It’s Mammon’s way of saying, “Gotcha.”
If you have enough money, you can’t have enough time.
That thought occurred to me while visiting a marina in Fort Lauderdale and contemplating our collective armada of toys. It’s gigantic, almost unimaginable, and we’re adding to it all the time.
In Fort Lauderdale you can see acres of yachts at rest, awaiting use by their owners. We’re talking about millions of dollars here, millions of dollars an acre if water was measured in acres. And it’s just floating there, empty. Some boats are used on weekends. Others less. Often, the owners are busy elsewhere, making money.
Fort Lauderdale isn’t unique. You can duplicate the sight of seldom-used boats in harbors across the country: Boston and the Long Island Sound in the Northeast, San Diego and San Francisco in California, Puget Sound in the Northwest. And that’s without touching a single lake in Minnesota. According the National Marine Manufacturers Association, our “fleet” numbered 16.3 million boats ranging from rowboats to major yachts. In 1997 we increased the fleet by 11,700 jet boats, 200,000 outboard boats, 92,000 sterndrive boats, and some 6,300 cruising boats.
Drive any highway in the South or Southwest at this time of year and you’ll see long convoys of “land yachts”— the recreation vehicles and motor homes of Snowbirds from the north. They migrate to Florida, South Texas, Arizona, and New Mexico every winter. About one million recreation vehicles with a total value of about $25 billion have been sold in the last four years alone.
And that’s just the big stuff. According to the Sporting Goods Manufacturers Association, manufacturers shipped some $295 million of archery related goods in 1997— at wholesale value. Not to mention $190 million in sleeping bags, $311 million in scuba and skin diving equipment, $173 million in snowboards, and $390 million of in-line roller skates.
In America, Santa Claus is a very busy guy.
All of which raises a question: Having demonstrated that we have the money, can we find the time?

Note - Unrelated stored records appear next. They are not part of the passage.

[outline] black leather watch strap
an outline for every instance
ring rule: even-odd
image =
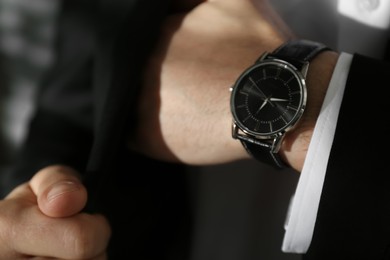
[[[320,52],[326,50],[330,50],[330,48],[322,43],[303,39],[290,40],[269,54],[267,59],[276,58],[285,60],[300,70],[303,64],[312,60]],[[286,164],[280,158],[279,154],[272,152],[273,140],[268,140],[267,142],[267,140],[259,140],[249,136],[240,136],[238,138],[241,140],[247,152],[255,159],[273,165],[277,169],[286,167]]]
[[[277,169],[286,168],[287,165],[280,158],[278,153],[271,151],[271,145],[256,140],[245,140],[239,138],[245,150],[256,160],[275,166]]]
[[[290,40],[279,46],[272,57],[277,57],[283,60],[297,60],[307,62],[312,60],[320,52],[330,50],[326,45],[309,40]]]

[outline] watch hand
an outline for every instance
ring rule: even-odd
[[[270,98],[270,101],[288,101],[288,99],[283,99],[283,98]]]
[[[267,104],[270,104],[272,107],[275,107],[275,104],[271,102],[272,99],[273,99],[273,98],[271,98],[271,96],[266,97],[266,98],[263,100],[263,103],[261,104],[261,106],[259,107],[259,109],[257,109],[257,111],[256,111],[255,114],[257,115],[257,114],[260,112],[260,110],[262,110],[263,107],[265,107],[265,105],[267,105]],[[287,100],[286,100],[286,101],[287,101]]]
[[[263,107],[264,107],[265,105],[267,105],[267,103],[268,103],[268,99],[265,99],[264,102],[263,102],[263,104],[261,104],[261,106],[259,107],[259,109],[257,109],[255,115],[257,115],[257,114],[260,112],[260,110],[262,110]]]
[[[268,98],[268,102],[273,106],[275,107],[275,104],[273,102],[287,102],[289,101],[288,99],[284,99],[284,98],[273,98],[273,97],[269,97]],[[279,105],[276,103],[276,107],[279,107]]]

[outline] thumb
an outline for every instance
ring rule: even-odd
[[[38,207],[49,217],[68,217],[80,212],[87,202],[87,190],[77,171],[54,165],[37,172],[30,181]]]

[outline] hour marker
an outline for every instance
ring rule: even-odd
[[[275,78],[279,78],[279,77],[280,77],[280,71],[281,71],[281,70],[282,70],[281,68],[278,68],[278,69],[276,70]]]
[[[260,95],[264,95],[263,91],[261,91],[260,87],[256,84],[256,82],[252,78],[249,78],[249,80],[252,82],[253,86],[257,89],[257,91],[260,93]],[[250,88],[248,92],[253,93],[253,90],[254,90],[254,88]]]
[[[294,110],[294,111],[298,111],[298,108],[297,107],[293,107],[293,106],[287,106],[288,109],[291,109],[291,110]]]
[[[246,104],[239,105],[237,108],[246,108]]]
[[[294,79],[294,76],[292,76],[289,80],[287,80],[286,81],[286,83],[284,83],[284,84],[288,84],[291,80],[293,80]]]
[[[256,86],[256,82],[252,79],[252,77],[249,77],[250,82],[252,82],[253,85]]]
[[[242,87],[242,90],[246,93],[250,93],[253,89],[253,85],[256,85],[253,80],[252,80],[252,84],[246,82],[245,85]]]
[[[301,94],[301,91],[293,91],[293,92],[291,92],[291,95],[300,95]]]
[[[260,129],[260,121],[258,121],[258,122],[256,123],[255,131],[259,131],[259,129]]]
[[[241,90],[240,90],[240,94],[245,95],[245,96],[248,96],[248,92],[246,92],[245,89],[241,89]]]
[[[246,117],[244,120],[242,120],[242,122],[246,122],[249,118],[251,118],[250,115],[248,117]]]
[[[269,125],[269,130],[270,130],[271,132],[273,132],[274,130],[273,130],[273,127],[272,127],[272,123],[269,122],[268,125]]]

The answer, sadly, is that most of us won’t.
Much of this equipment— whether it is a $49 pair of roller blades or a $2 million yacht— will get much less use than its owner intended. This will happen for a simple reason: the biggest problem that most Americans now face isn’t the scarcity of income. It is the scarcity of time.
How do you gain time? By working less.
Fat chance.
You can understand the conundrum we face by examining the work of economist Steffan Burenstam Linder. In “The Harried Leisure Class”, published in 1970, the prescient Linder showed that we were heading toward a collision between “work time” and “time in personal work” because growing productivity would increase incomes and allow us to consume more. Linder showed that consumption in an affluent society was limited by our scarcest resource: time.
The more we produce in goods and services, the more time we need for personal work and consumption— if we are to use or experience the goods and services.
However, while productivity has risen nicely since 1970, the work week has actually increased for most workers. As a result, our time for personal work and consumption is being squeezed hard, even as our closets and garages fill with unused toys.
Is there a cure?
No, not yet. But this is what’s called “a Cadillac Problem.” With most living Americans having worried about employment and jobs most of their lives, this is a problem to be savored before it is solved.